Prima di proseguire devo aggiungere altre due professioni e lo faccio attraverso le parole di Freud che nel 1937, quasi al termine della sua vita e della sua carriera, nello scritto Analisi terminabile e interminabile scriveva quanto segue:

“Sembra quasi che quella dell’analizzare sia la terza di quelle professioni “impossibili” il cui esito insoddisfacente è scontato in anticipo. Le altre due, note da molto più tempo, sono quelle dell’educare e del governare”.

A detta di Freud, dunque, anche il mestiere dello psicanalista e quello del politico sono due professioni “impossibili”. Potrei dire, esattamente come ho fatto poco sopra, che chiunque vi venda una psicoterapia vincente, con risultati garantiti magari in un numero limitato di sedute (della serie soddisfatti o rimborsati), non sta facendo altro che fare marketing (buono o cattivo giudicatelo voi). Allo stesso modo un politico, un partito o un movimento, che vi promette una vita migliore andando a ridurre le sofferenze e aumentando il vostro piacere, sta probabilmente facendo solo campagna elettorale. Quando le leggi del marketing vengono applicate a queste professioni “impossibili” ci troviamo decisamente in imbarazzo. 

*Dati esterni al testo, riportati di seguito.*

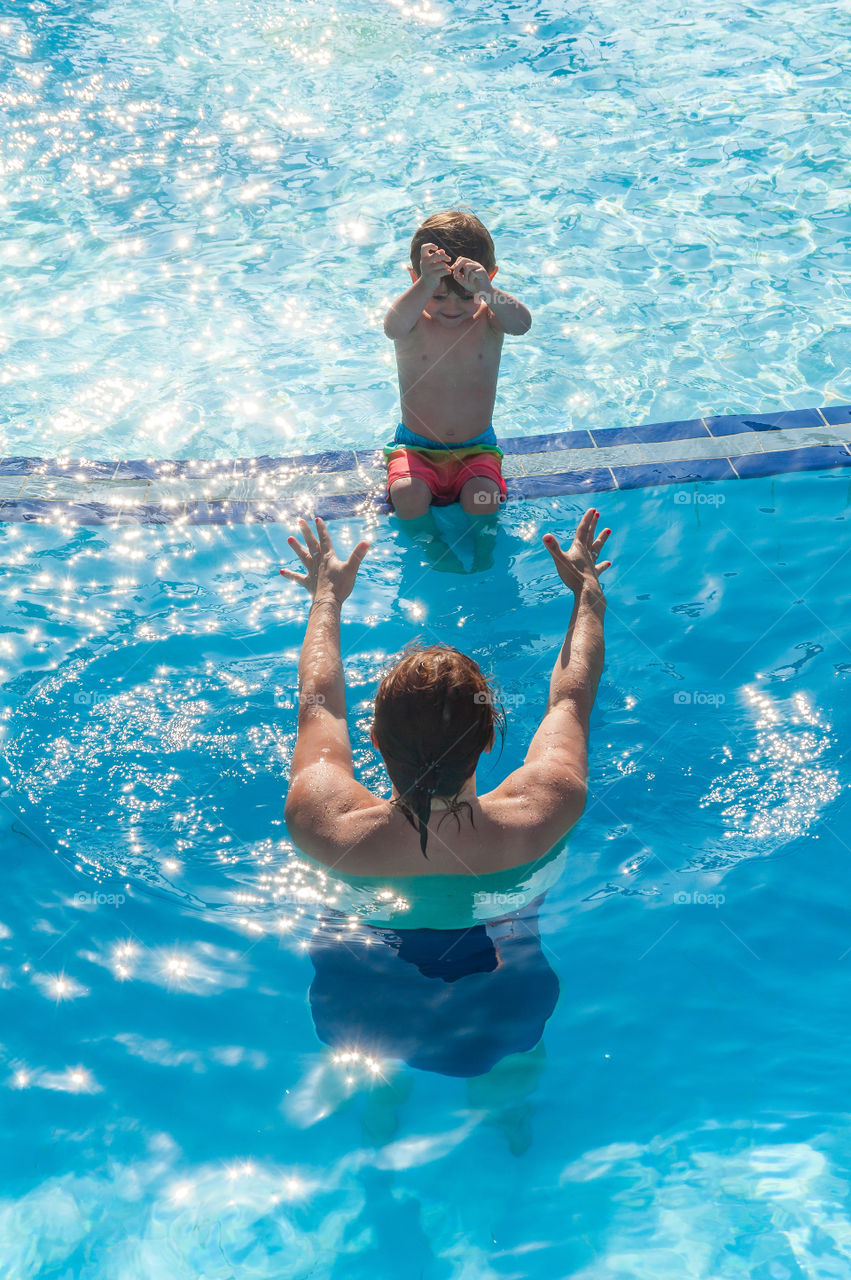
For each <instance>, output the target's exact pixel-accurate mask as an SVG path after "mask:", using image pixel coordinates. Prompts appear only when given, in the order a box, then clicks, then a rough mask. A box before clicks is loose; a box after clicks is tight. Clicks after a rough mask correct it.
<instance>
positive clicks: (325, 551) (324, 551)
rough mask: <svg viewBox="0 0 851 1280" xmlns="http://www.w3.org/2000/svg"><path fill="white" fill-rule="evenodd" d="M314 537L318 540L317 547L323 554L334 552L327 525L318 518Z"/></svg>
mask: <svg viewBox="0 0 851 1280" xmlns="http://www.w3.org/2000/svg"><path fill="white" fill-rule="evenodd" d="M316 535H317V538H319V545H320V547H321V549H322V550H324V552H333V550H334V544H333V543H331V535H330V534H329V531H328V525H326V524H325V521H324V520H322V518H321V517H320V516H317V517H316Z"/></svg>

Il tono è provocatorio, me ne rendo conto. Non voglio dire che non sia possibile approcciarsi a tutti questi mestieri con professionalità, correttezza e etica. Al contrario, auspico che tutte le persone che si trovano a vestire questi ruoli, ovvero la stragrande maggioranza della popolazione se pensiamo che tutti i genitori sono educatori, si mettano nelle condizione di fare del proprio meglio.

Il punto è un altro.

Non si può pensare che possa esistere un metodo, una terapia, una legge, in grado di andare ad eliminare la sofferenza e l’angoscia derivante dalla morte. Vediamo costantemente tentativi di aggirare questo reale angosciante della vita, ma il risultato è sempre il medesimo: l’insoddisfazione. Non c’è modo di eliminare tutto questo dalla vita dell’uomo.

Pensare di poter arrivare a un’educazione perfetta, a una politica trasparente e candida, a una psicoterapia incentrata sul benessere, è una delle illusioni del nostro tempo e Freud, un secolo fa, lo aveva già ben presente. Il progresso tecnologico, le sfide vinte dall’uomo in questa direzione, sembrerebbero aprire la strada ad un mondo nuovo, in grado di mettere da parte il fastidio e dare spazio alla soddisfazione personale. Pensiamo ad esempio al modo in cui operano i social network e al piacere che danno a tutti noi quando li usiamo. Li chiamiamo “social” ma a ben vedere di social non hanno tantissimo. Se c’è una cosa che i social network escludono, infatti, è proprio la relazione. Mi spiego meglio. Quando ci spostiamo sulle nostre bacheche assistiamo a una serie infinita di monologhi, nonostante l’interfaccia del social media faccia pensare a degli scambi relazionali. Quello che scriviamo, come lo scriviamo, quando lo scriviamo…fa sempre tutto parte di un grande esercizio narcisistico attraverso cui tentiamo di rafforzare l’immagine del nostro ego. Ecco perché i social network ci piacciono tanto, perché riescono ad escludere il reale (angosciante) della relazione restituendoci solamente il versante immaginario. Su questo punto tornerò sicuramente, ci sarebbe tanto altro da dire.

Dunque la psicoanalisi, l’educazione e la politica sono sfide impossibili?

No, ma solo se accettiamo l’idea che il nostro intervento non potrà soddisfare del tutto l’altro. Altrimenti, in tutti questi campi, si potranno avere grandi delusioni.